Friday, October 30, 2009

Search Engine History - How Search Engines Operate

Internet is a spectrum of ideas and information. Searching the net for the right webpage can be a cumbersome task. Search engines explore the Internet on the basis of the keywords or a combination of words that are present in different websites. These search engines maintain an index of words that help them easily locate a website. Search engines have become an integral part of an Internet user.

The earlier versions of search engines indexed only a few thousands of pages. With the advent in technology, the search engines have become more compatible with Web pages to such an extent that they can list any site by using different permutation and combination of words. It can even respond to millions of queries in a day.
How does a Search Engine Work?

Internet search engines search the databases by means of a list of words or a combination of words they have stored/cached over a period of time. The search engines have a computer program called spider that indexes the list of words found in different websites. This program further travels through the links connected with different sites and index another set of words.

Only those sites that are being harvested by the search engine are opened. The spider searches a copy of the site, and when the user clicks on links, the actual site opens. The spiders are programmed to omit articles that appear in a page and detect terms that appear in titles, subtitles and meta tags.
Timeline of Search Engine Evolution

The first search engine, called Archie, was developed by a University student named Alan Emtage. He created the program to search file names from the Internet. In 1993, another program called Aliweb was launched. It was a manually constructed web directory that had several limitations. In the same year, JumpStation was developed by using spider technology. It allowed the users to search keywords in the titles and headers of Web pages.

As the numbers of Web pages increased, the search also became slow and this search engine stopped functioning in 1994. JumpStation, however, can be considered as the first modern search engine. In the same year, WebCrawler was launched. It had better features than JumpStation and searched the entire contents of a Webpage. This search engine was later sold to Excite.

The next one was Lycos that added a few more features to the conventional search engine, such as proximity to matching and listing in the order of relevancy. In 1996, the first meta search engine MetaCrawler was developed. This tool was capable of searching on other search engines and compiling the results. In the following year,

David Filo and JerryYang, two Stanford University students, launched the famous Yahoo. Around this time, Altavista was gaining popularity. It used the spider technology and indexed and responded to millions of pages per day.

Towards the end of 1997, another search engine named Google was launched. The entry of Google marked a major milestone in the history of search engines. Google uses a “page ranking” system on the basis of number of links to a particular site.
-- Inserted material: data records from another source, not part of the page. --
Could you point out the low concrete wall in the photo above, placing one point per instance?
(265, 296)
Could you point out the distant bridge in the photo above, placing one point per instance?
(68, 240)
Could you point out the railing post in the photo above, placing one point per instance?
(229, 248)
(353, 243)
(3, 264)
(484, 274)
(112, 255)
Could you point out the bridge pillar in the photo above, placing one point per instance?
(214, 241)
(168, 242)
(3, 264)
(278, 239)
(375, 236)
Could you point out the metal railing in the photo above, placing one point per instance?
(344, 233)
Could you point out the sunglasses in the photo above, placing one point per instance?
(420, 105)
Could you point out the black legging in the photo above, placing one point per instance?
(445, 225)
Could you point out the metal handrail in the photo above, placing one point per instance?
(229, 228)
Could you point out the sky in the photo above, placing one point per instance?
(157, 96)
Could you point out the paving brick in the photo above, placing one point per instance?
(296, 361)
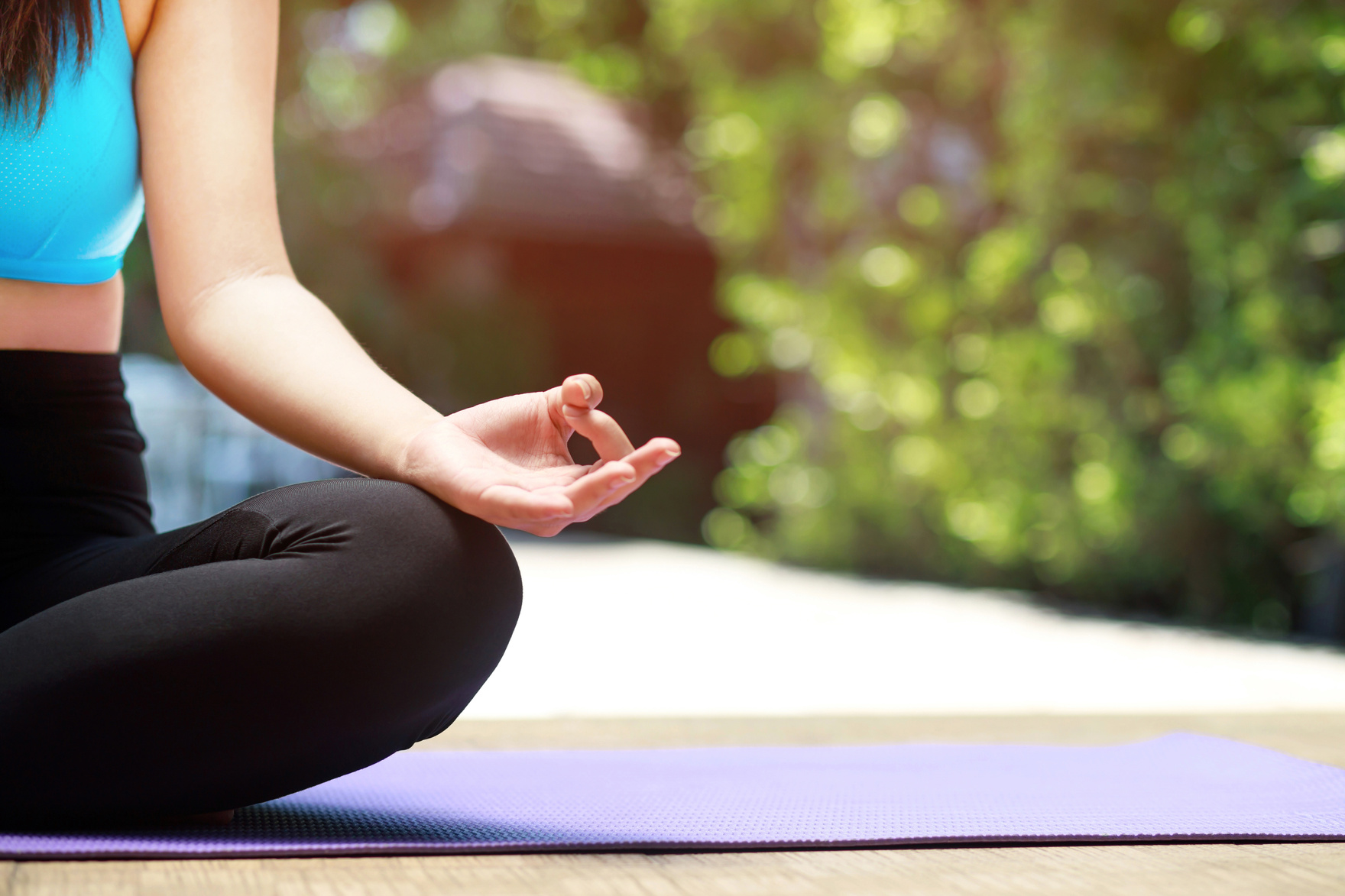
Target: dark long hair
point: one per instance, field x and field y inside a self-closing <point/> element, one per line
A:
<point x="34" y="37"/>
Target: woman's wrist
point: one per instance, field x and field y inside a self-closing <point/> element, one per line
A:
<point x="410" y="456"/>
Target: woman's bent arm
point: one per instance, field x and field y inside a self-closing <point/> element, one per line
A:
<point x="253" y="335"/>
<point x="240" y="322"/>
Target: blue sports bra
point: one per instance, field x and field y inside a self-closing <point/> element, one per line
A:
<point x="70" y="197"/>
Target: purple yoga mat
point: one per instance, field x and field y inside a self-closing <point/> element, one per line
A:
<point x="1175" y="788"/>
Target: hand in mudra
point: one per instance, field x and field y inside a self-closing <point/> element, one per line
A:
<point x="507" y="461"/>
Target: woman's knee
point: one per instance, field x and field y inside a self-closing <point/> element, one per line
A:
<point x="429" y="591"/>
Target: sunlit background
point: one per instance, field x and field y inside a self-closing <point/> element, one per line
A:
<point x="1036" y="293"/>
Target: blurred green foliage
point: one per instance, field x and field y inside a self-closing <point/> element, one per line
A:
<point x="1049" y="287"/>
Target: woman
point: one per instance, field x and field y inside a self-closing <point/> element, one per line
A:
<point x="311" y="630"/>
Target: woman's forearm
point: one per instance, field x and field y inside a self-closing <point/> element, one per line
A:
<point x="280" y="357"/>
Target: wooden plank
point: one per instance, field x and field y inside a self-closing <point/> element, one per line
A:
<point x="1301" y="869"/>
<point x="1269" y="869"/>
<point x="1317" y="736"/>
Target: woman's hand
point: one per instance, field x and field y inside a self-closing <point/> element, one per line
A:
<point x="507" y="461"/>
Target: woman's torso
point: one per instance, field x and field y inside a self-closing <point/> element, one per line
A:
<point x="57" y="316"/>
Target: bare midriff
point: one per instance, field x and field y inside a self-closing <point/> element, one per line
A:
<point x="54" y="316"/>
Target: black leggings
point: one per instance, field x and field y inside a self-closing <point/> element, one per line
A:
<point x="300" y="636"/>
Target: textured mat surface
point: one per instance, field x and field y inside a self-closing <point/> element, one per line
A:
<point x="1175" y="788"/>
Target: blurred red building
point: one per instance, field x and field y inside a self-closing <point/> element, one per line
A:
<point x="510" y="176"/>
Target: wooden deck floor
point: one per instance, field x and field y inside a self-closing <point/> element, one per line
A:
<point x="1185" y="869"/>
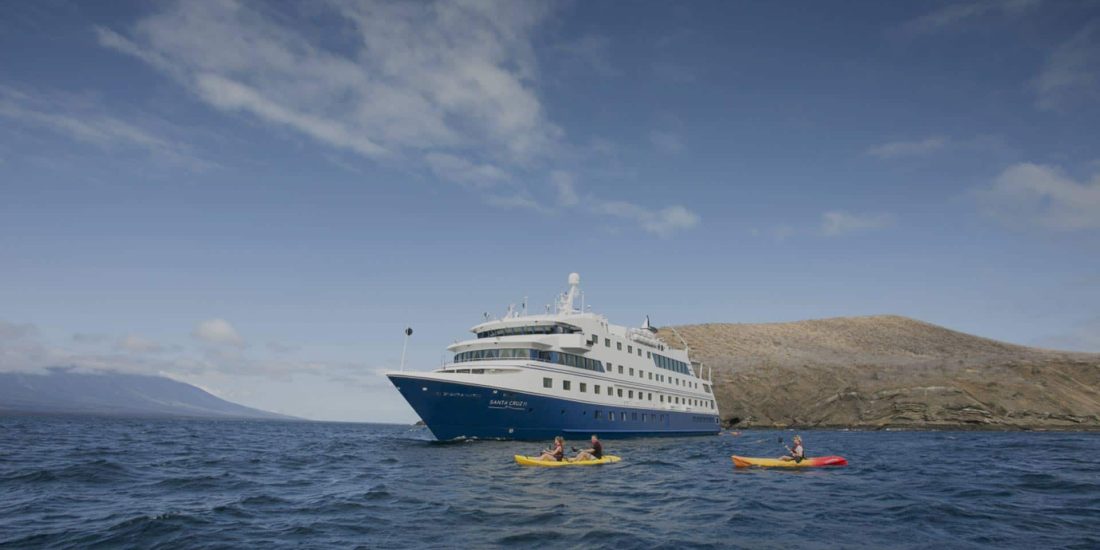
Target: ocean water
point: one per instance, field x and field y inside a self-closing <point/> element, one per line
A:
<point x="97" y="482"/>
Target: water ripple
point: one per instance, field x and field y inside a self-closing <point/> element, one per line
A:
<point x="73" y="482"/>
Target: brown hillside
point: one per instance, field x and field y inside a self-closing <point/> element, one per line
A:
<point x="890" y="372"/>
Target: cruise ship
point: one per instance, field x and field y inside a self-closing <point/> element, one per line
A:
<point x="567" y="372"/>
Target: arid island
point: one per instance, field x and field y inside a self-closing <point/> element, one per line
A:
<point x="889" y="372"/>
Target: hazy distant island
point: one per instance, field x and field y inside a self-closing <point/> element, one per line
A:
<point x="67" y="391"/>
<point x="889" y="372"/>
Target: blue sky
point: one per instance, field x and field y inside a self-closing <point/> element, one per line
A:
<point x="256" y="198"/>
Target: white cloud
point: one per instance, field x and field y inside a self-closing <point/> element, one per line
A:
<point x="446" y="87"/>
<point x="662" y="222"/>
<point x="219" y="332"/>
<point x="1071" y="73"/>
<point x="567" y="189"/>
<point x="426" y="76"/>
<point x="516" y="201"/>
<point x="459" y="169"/>
<point x="838" y="222"/>
<point x="86" y="124"/>
<point x="902" y="149"/>
<point x="1043" y="196"/>
<point x="135" y="343"/>
<point x="666" y="142"/>
<point x="592" y="52"/>
<point x="956" y="13"/>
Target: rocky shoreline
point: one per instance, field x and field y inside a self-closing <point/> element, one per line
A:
<point x="888" y="372"/>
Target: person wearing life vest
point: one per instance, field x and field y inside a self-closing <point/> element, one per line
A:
<point x="557" y="453"/>
<point x="798" y="453"/>
<point x="594" y="452"/>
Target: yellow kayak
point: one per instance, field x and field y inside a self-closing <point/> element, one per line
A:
<point x="807" y="462"/>
<point x="532" y="461"/>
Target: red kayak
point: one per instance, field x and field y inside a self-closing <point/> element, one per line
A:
<point x="807" y="462"/>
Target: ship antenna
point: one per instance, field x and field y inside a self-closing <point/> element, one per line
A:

At present, Google is a very popular search engine with a huge list of websites in their index. It is so popular that it lead to origin of the term“Googling,” which means to search for information using Google. Bing is a search engine developed by Microsoft, which categorizes searches allowing for improved image and video searches along with preview searches.
Some Popular Search Engines

Following are some of the popular search engines: Baidu (Chinese), Bing (formerly MSN Search and Live Search), Cuil, Duck Duck Go, Sogou (Chinese), Sohu (Chinese), Yandex (Russian),, and
Future of Search Engines

At present, most of the search engines work on tha basis of the exact matches of the keywords entered for search. This can be confusing as a single word can have different meanings. In future, search engines will be developed on the basis of concept-based searching and natural language queries, and this phase of evolution in search engines has been keenly awaited by users around the world.

How Search Engines Operate

Search engines have a short list of critical operations that allows them to provide relevant web results when searchers use their system to find information.

1.Crawling the Web
Search engines run automated programs, called "bots" or "spiders" that use the hyperlink structure of the web to "crawl" the pages and documents that make up the World Wide Web. Estimates are that of the approximately 20 billion existing pages, search engines have crawled between 8 and 10 billion.

2.Indexing Documents
Once a page has been crawled, it's contents can be "indexed" - stored in a giant database of documents that makes up a search engine's "index". This index needs to be tightly managed, so that requests which must search and sort billions of documents can be completed in fractions of a second.

3.Processing Queries
When a request for information comes into the search engine (hundreds of millions do each day), the engine retrieves from its index all the document that match the query. A match is determined if the terms or phrase is found on the page in the manner specified by the user. For example, a search for car and driver magazine at Google returns 8.25 million results, but a search for the same phrase in quotes ("car and driver magazine") returns only 166 thousand results. In the first system, commonly called "Findall" mode, Google returned all documents which had the terms "car" "driver" and "magazine" (they ignore the term "and" because it's not useful to narrowing the results), while in the second search, only those pages with the exact phrase "car and driver magazine" were returned. Other advanced operators (Google has a list of 11) can change which results a search engine will consider a match for a given query.

4.Ranking ResultsOnce
the search engine has determined which results are a match for the query, the engine's algorithm (a mathematical equation commonly used for sorting) runs calculations on each of the results to determine which is most relevant to the given query. They sort these on the results pages in order from most relevant to least so that users can make a choice about which to select.